Эта трансформация почти не находила внешних проявлений – он не дерзил надзирателям, не задавал вопросов, не нарушал режим, да и вообще редко произносил хоть что-то и после ухода Орынбека ни с кем не стремился сблизиться. В лагере нельзя быть не в духе, разозлиться или громко рассмеяться. Хочешь избежать неприятностей – придется быть ровным, как линия горизонта в степи: равнодушным, безучастным ко всему, что происходит с тобой и с другими. Еще какое-то время после того злополучного вечера надзиратели не давали ему прохода: цеплялись по каждому поводу, сыпали оскорбления и словно бы мимоходом отвешивали тычки. Тео превратился в учебный каталог ссадин и припухших синяков разной степени интенсивности цвета, каждый из которых настойчиво напоминал о себе при каждом вдохе, каждом неловком движении. Но поскольку Тео не проявлял ни явного сопротивления, которое хотелось бы сломить во что бы то ни стало, ни панического трепыхания затравленного кролика, который бы только еще сильнее подзадоривал мучителей, со временем они нашли новую мишень для издевательств.

Глава 13

Спустя четыре месяца из заключенных, которых Тео увидел в камере в первый день, осталось лишь трое, остальные заслужили высокие баллы и получили амнистию. Предательские мысли о том, что их исчезновение могло означать что-то иное, Тео бесповоротно отметал.

Он отчаянно надеялся, что когда-нибудь наступит и его черед, и в то же время терзался страхами и догадками. Высокая оценка за тест стала и громадной, с трудом осмысливаемой радостью, и напряжением, полным липкого, тревожного страха и дурных предчувствий.

После того, как в лагерь прибыла особенно большая партия, на перекличке снова выступил начальник лагеря. Он повторил речь, которую Тео уже слышал, – с заученными интонациями и паузами, которые придавали особую весомость словам. Проводя взглядом по строю обритых наголо, облаченных в робы заключенных, он узнал Тео, хотя тот быстро опустил глаза, и нахмурился.

На следующий день в его камеру зашли двое охранников, которые под конвоем отвели его в дальний больничный корпус. По слухам, он был отведен для тяжелых инфекционных больных.

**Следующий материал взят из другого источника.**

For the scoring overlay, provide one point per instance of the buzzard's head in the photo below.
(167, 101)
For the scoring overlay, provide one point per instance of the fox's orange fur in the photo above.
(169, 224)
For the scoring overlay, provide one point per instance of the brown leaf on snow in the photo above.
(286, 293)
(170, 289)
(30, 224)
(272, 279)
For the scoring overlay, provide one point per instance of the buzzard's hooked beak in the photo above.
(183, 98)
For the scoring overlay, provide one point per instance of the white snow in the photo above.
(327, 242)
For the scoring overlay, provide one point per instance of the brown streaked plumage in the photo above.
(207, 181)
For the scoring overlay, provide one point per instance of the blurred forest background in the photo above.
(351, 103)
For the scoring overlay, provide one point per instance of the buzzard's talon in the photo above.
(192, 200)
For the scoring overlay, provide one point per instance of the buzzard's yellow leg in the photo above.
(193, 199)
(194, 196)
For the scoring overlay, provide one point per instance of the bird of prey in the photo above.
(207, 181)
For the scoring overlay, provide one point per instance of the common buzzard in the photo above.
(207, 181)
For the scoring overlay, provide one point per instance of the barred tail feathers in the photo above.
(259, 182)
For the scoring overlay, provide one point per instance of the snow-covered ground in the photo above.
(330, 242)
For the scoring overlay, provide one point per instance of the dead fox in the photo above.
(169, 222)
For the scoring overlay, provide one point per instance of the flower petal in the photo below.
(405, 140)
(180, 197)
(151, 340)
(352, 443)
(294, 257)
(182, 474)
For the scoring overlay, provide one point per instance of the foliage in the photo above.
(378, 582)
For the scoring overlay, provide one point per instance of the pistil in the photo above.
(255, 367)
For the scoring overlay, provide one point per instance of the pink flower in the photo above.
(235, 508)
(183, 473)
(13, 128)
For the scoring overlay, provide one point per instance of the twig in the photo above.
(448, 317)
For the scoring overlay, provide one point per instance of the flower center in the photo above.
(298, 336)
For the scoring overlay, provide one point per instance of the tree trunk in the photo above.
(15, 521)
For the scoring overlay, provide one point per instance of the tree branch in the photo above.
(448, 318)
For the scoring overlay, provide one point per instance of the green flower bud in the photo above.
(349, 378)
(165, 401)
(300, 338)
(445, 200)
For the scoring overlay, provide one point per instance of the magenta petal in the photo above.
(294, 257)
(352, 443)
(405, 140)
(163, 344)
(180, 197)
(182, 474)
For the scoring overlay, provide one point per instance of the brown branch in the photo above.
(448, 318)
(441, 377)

– Медосмотр, – сухо бросил человек в противовирусной спецодежде с герметичной прозрачной маской на лице.

Тео загнали в душ. Подрагивая от холода и волнения, он позволил взять кровь на анализ, измерить его рост и вес, проверить рефлексы. Затем ему сделали укол и тело перестало слушаться, стало безвольным и сонным. Люди в медицинских костюмах уложили Тео на операционный стол, крепко зафиксировав ремнями голову, грудь, запястья и лодыжки. От прикосновения чужих чутких пальцев в холодных перчатках его потряхивало, как от легких ударов током.

Один из врачей подключил к его голове и пальцам какие-то датчики, соединенные запутанной сетью проводов. Черные экраны на стенах мигнули и вновь погасли.

– В чем дело? – услышал Тео чей-то встревоженный голос, который говорил на мандарине.

– Странно. Показывает перегрузку.

– Может, на фоне повышенной эмоциональной восприимчивости?

– Седативное?

– Нет, нужен ясный разум. Просто успокой пациента.

– Как?

– Не знаю. Скажи что-нибудь. Пульс уже сто двадцать семь.

Один из врачей склонился над Тео, пытаясь дружелюбно улыбнуться. Но из-за стягивающего лицо прозрачного вакуумного щитка улыбка казалась похожей на оскал озлобленного пса.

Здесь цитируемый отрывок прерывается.